Pretending I was the star investigator in my own CSI episode, I explained to the children that, in the early morning, I’d slid my ringed hand through a nylon sleeve and caught a prong on my ring, which I’d felt.

Without realizing this loosened the stone, I jostled my hand about in my morning routine, and the final dislodging happened when I thrust my hand into a Family-Sized Salad Trough, then thrust mini-handfuls into my Travel Dish.

“I think you saw the rest.”

They were awestruck.

I noted what a blessing it was to chew my diamond. “I might have 'thrust' it into the bathroom trash, deep inside my linen closet or the laundry hamper beneath.

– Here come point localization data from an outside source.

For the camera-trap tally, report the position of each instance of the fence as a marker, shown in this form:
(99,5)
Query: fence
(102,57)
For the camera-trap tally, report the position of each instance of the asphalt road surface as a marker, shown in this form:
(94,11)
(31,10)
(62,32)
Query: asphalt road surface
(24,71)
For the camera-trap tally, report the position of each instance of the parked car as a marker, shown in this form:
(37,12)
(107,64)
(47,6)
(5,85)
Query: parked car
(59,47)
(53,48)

It might have ended up in our dishwasher, the garbage disposal or an industrial sized carton of cat food.”

The fact that I didn't swallow the diamond when I ate ravenously, they believed to be divine. That the diamond didn't sink to the bottom of my travel dish? That my second forkful contained the diamond then rode on the molar needing a root canal?! 

One freshman, the kind that’s good at math, suggested my diamond had a better chance of ending up in lunar orbit than my mouth.

And, like that -- the miracle of the occasion erased forever the image of an adult they personally knew engaged in public, ebola-trash-diving -- so that, before their very eyes, she could bring forth … a diamond.

It became a lesson in destiny, plotline, metaphor and sense imagery. And thanks to dramatic irony, I later learned the cost of replacing that uninsured stone was the same as my root canal estimate.

It was the best lesson I’d taught all year.

Mostly it was a lesson that dumb luck and grace are often indistinguishable.  So we have to be ready for the signs. Like the one that read, “Our office provides financing for dental work starting at $7000.”

Run, I told them  – don’t walk – from these signs. You never know when a dying molar might have the fate of an engagement diamond resting, quite literally, upon it.